How to weigh a flying bird
If a sealed box was full of birds, and all of the birds took flight together, would the box weigh less?
The Discovery Channel's Mythbusters did a simple experiment and concluded it wouldn't, but now scientists from Stanford University have disagreed; moreover, writing in the Royal Society journal Interface they have developed a gadget that can answer this question directly. But the aim wasn't just to take on the Mythbusters.
The device has a serious application, because it can, for the first time, literally "weigh" a flying bird - or other objects. This means it can help us to improve our understanding of the mechanics of how things fly.
Previous measures of flight dynamics and forces relied on crude experiments using tethered birds or drones. "Remarkably," say the scientists behind the breakthrough, "there exists no method to measure these forces directly during free flight."
Assisted by two tame parrots called Ray and Gaga, the Stanford team led by David Lentink have successfully made a measuring device that can feel the individual wing beats as the birds flap their way from a perch on one side of a box to the other. The enclosure is equipped with sensors that can detect the minute pummelling of the surface by air molecules accelerated by the birds' wing movements as they fly.

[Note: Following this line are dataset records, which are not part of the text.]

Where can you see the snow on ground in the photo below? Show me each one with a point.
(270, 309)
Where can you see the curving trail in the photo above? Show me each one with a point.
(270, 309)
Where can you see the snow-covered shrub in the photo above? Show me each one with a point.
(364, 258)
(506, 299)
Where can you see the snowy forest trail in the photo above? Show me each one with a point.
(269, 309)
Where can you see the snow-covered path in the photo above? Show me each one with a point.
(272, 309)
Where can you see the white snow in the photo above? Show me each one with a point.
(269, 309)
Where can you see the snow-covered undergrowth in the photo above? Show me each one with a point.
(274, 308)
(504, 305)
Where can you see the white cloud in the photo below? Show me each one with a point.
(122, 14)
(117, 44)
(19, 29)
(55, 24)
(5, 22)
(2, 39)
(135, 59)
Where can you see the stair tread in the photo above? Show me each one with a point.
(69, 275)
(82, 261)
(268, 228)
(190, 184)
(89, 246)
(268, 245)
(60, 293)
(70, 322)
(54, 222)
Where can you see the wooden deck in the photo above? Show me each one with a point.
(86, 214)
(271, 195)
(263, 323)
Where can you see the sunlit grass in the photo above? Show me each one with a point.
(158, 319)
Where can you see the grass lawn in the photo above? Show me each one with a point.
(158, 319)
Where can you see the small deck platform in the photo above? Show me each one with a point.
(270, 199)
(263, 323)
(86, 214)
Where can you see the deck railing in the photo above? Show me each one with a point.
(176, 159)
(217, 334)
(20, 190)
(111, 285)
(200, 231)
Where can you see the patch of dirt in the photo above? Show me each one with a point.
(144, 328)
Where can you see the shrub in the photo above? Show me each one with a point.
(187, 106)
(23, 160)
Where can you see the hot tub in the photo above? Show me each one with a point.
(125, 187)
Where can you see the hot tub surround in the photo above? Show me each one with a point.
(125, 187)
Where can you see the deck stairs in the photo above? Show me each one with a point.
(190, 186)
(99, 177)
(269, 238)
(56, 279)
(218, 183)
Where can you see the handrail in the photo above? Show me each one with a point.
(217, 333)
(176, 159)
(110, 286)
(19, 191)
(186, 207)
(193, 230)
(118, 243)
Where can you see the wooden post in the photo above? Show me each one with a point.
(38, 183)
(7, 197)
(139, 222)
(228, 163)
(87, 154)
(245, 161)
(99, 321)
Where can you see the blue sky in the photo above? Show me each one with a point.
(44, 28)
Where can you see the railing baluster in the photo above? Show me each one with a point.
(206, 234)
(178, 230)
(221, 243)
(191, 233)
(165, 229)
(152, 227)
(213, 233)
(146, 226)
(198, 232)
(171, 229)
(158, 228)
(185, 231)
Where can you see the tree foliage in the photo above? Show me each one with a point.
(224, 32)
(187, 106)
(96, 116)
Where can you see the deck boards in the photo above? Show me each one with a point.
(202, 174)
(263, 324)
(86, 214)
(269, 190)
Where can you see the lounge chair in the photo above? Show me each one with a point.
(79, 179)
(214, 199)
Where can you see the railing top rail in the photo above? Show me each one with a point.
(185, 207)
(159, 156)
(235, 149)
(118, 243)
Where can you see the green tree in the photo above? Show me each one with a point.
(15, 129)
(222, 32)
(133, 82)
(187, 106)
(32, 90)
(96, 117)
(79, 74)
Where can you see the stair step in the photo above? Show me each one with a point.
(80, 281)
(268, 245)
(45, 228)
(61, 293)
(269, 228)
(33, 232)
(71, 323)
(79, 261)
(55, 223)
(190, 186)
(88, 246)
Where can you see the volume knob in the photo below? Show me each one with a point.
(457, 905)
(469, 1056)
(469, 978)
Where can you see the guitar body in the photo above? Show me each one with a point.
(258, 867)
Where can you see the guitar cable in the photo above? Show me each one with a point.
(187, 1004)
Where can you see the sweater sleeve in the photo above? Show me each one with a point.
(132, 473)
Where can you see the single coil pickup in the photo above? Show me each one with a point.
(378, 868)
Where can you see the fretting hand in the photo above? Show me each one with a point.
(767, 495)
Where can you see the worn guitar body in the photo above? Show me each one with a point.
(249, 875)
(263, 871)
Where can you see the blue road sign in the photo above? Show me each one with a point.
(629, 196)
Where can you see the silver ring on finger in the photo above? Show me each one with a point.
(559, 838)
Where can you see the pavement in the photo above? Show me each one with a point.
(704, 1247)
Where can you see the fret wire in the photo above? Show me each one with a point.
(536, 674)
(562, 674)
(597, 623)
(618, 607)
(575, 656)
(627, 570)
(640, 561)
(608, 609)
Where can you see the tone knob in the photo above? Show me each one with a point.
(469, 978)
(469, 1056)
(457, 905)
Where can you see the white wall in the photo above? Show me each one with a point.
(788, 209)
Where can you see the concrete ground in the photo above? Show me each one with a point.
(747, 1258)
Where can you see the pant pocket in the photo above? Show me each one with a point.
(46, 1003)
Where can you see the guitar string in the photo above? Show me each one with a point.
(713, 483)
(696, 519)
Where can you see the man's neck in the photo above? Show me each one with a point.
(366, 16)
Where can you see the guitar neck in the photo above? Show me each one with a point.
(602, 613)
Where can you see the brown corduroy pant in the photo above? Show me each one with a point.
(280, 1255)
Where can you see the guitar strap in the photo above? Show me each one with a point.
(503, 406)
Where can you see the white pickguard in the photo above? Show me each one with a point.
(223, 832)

The results show that the birds generate a force equivalent to about twice their weight on the downstroke, and then very little force on the upstroke as they reset their wings.
Apart from parrots, Lentink's team suggest that their system can be used to optimise other flying objects, like aircraft and drones. "Here, we demonstrate a new aerodynamic force platform (AFP) for non-intrusive aerodynamic force measurement in freely flying animals and robots."
So where does this leave the conundrum of the bird's flapping their wings to make a truck lighter? According to Lentink, it won't work. Because the birds apply double their weight during the down-beats of their wings, such a bird-laden trailer could become momentarily heavier, not lighter, if the cargo all took off at the same time.